The dominant western culture is one of writers, not sculptors. Human content creators have centuries of experience in 2D, both writing and creating images. It's hard for 3D to become a dominant paradigm with a much smaller set of skilled content creators. And our understanding of how to improve productivity or aesthetic enjoyment with 3D is just much less developed. This would likely be fixed if the 3D bandwagon takes off, but its a bit of a chicken-and-egg problem.
Navigating 3D is hard- 3D interfaces typically don't have enough constraints. 3D potentially offers 6 degrees of freedom, and too many choices makes for a confusing and non-intuitive interface.

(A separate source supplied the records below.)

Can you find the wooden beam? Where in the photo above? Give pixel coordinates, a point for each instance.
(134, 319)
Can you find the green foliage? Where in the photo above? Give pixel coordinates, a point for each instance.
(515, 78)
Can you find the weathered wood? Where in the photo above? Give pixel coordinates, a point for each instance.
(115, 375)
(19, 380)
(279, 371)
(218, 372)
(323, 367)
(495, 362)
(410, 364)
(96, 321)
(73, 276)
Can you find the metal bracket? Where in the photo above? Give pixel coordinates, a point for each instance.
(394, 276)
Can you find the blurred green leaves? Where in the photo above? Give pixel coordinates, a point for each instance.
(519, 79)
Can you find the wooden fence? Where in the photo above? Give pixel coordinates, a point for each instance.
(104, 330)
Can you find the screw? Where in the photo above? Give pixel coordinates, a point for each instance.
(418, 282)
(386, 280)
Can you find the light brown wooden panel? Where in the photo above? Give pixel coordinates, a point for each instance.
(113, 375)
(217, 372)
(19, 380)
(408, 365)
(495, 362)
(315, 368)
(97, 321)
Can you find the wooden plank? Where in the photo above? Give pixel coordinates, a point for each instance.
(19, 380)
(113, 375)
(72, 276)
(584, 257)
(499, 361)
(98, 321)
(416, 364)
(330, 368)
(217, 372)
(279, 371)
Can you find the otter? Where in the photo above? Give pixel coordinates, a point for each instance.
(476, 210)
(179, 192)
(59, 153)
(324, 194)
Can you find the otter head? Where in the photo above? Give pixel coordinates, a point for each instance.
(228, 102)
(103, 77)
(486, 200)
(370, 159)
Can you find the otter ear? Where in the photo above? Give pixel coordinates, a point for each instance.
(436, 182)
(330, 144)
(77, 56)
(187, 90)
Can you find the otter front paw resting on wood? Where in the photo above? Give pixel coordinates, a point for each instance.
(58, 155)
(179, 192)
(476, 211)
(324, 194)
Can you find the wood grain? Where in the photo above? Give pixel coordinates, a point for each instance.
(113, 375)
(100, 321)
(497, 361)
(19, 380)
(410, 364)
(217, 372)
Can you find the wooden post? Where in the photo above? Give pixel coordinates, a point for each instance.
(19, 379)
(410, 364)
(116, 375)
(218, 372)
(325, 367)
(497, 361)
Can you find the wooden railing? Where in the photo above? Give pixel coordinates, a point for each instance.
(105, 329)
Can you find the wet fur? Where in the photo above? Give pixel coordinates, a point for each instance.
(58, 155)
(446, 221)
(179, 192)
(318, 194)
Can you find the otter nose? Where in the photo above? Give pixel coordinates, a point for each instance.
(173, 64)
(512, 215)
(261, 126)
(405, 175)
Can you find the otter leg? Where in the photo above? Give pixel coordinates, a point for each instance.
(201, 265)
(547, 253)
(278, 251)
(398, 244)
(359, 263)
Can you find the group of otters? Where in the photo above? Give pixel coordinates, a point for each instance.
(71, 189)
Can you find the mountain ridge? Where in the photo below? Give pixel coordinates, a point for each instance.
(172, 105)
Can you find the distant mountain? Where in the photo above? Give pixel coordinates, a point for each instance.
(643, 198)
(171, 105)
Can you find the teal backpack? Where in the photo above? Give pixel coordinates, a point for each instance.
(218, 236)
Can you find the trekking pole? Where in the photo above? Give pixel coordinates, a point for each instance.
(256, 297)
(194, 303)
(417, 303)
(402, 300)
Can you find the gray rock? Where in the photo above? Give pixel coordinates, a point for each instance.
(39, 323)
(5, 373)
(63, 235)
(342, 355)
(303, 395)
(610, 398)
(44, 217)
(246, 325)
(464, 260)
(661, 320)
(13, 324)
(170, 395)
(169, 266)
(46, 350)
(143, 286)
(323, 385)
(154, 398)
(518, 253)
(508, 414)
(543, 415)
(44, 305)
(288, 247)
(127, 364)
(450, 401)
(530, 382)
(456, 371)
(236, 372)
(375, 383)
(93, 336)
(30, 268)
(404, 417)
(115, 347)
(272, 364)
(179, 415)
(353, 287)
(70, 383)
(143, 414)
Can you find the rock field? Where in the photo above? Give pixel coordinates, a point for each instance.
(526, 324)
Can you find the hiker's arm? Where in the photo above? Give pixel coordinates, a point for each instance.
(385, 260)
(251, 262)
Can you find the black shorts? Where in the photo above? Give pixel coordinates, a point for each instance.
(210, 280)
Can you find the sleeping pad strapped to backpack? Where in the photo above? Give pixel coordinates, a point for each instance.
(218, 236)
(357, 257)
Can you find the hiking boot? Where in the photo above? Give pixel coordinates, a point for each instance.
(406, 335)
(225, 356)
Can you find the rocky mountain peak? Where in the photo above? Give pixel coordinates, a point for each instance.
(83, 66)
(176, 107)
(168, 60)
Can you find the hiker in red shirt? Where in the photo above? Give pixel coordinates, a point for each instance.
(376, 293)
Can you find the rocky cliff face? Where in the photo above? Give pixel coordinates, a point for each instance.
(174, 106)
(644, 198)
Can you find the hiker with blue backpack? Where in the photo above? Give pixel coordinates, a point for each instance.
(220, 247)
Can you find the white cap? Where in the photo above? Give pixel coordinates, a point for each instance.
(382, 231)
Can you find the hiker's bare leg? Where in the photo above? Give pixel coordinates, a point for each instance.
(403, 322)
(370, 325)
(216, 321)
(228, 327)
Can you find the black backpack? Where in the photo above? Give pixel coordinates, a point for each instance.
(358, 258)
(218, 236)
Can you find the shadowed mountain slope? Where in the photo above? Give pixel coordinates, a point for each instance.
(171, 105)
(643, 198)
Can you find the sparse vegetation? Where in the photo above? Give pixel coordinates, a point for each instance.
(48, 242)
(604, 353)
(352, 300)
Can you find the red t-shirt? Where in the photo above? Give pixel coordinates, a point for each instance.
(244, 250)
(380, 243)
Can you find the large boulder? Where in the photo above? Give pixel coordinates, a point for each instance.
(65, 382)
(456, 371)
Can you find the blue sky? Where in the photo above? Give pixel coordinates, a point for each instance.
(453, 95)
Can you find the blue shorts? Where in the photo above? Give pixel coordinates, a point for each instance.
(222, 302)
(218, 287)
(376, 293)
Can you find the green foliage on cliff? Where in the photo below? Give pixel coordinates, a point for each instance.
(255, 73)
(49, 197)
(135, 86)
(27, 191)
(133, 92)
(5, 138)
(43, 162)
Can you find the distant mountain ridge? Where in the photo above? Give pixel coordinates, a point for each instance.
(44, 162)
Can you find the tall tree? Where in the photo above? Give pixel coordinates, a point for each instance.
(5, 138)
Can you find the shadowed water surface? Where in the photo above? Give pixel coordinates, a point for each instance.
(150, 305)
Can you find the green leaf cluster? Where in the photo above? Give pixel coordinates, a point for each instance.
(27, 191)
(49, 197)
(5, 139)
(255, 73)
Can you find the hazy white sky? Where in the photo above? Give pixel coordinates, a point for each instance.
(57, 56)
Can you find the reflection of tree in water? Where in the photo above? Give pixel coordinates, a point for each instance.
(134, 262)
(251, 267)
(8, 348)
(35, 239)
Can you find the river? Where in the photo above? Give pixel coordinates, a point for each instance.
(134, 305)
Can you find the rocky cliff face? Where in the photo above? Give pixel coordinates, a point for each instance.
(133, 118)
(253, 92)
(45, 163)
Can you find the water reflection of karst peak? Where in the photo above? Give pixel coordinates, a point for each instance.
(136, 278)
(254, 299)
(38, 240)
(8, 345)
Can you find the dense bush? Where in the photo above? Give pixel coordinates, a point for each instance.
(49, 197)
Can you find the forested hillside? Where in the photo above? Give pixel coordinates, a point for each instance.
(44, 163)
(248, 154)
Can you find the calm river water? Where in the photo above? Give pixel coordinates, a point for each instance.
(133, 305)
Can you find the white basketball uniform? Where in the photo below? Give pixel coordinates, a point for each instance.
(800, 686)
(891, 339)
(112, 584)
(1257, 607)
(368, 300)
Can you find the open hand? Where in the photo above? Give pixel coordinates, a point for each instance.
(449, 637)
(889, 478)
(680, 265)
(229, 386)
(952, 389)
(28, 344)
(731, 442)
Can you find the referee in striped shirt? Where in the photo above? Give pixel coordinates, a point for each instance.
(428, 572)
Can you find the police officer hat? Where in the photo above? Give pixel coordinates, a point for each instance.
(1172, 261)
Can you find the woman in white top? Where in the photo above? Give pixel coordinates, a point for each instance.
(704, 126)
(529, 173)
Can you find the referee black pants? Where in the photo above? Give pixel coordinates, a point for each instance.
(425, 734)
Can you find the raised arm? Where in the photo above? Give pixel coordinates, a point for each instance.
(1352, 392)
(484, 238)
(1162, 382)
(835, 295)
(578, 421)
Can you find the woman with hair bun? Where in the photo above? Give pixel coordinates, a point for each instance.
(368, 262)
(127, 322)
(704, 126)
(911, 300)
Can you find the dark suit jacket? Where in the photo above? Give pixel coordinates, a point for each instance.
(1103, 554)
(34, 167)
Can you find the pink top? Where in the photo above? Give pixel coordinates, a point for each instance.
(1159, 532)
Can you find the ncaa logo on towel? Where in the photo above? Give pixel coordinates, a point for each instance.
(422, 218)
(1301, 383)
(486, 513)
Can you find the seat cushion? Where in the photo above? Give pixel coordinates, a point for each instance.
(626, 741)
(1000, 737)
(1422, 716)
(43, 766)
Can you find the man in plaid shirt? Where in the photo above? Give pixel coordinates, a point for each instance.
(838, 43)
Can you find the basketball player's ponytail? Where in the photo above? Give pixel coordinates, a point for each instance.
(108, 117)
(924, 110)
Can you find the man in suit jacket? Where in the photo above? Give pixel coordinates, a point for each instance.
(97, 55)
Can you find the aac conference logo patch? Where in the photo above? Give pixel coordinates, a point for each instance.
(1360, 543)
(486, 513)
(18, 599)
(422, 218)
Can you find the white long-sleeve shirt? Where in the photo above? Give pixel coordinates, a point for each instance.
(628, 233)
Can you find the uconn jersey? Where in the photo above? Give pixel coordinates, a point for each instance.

A great 3D UI must have tight constraints on which 3D navigational actions are possible. 3D Wolfenstein and Doom were largely made up of tunnels in which really only two directions were possible, and this simplification was greatly responsible for their initial playability. Only after users figured out how to travel down corridors could level designers branch out into more elaborate outdoor designs. Even then, popular first-person shooters have mostly eschewed flying due to the complexity of the interface required for taking advantage of the additional degrees of freedom present (e.g. by not always traveling along the ground). VRML-oriented 3D content creators seem IMHO to have been remarkably slow to recognize these lessons from the gaming community. Fixable with education and broader recognition.
3D environments haven't improved productivity; i.e. demonstrated a clear ability to save people time in performing daily or office-oriented tasks. A major problem; I'd welcome counter-examples, particularly for non-niche tasks.
Tools for creating 3D are hard-to-use and complex- the learning curve to make something simple or copy and tweak someone else's work is non-trivial. The variety of approaches I've seen, from Multigen interfaces to MS's text-editable Chrome to ActiveWorlds's 3D modeling for dummies give me some hope that this problem is, eventually, fixable.
As you can tell by my "fixable" comments, I wouldn't say that 3D GUIs are doomed, but I don't see 3D GUIs succeeding without solving each of those four pretty hard problems. And since I've been paying attention to such things over the last 7 tumultuous years in 3D graphics land, I've seen a disappointing degree of progress in attacking them.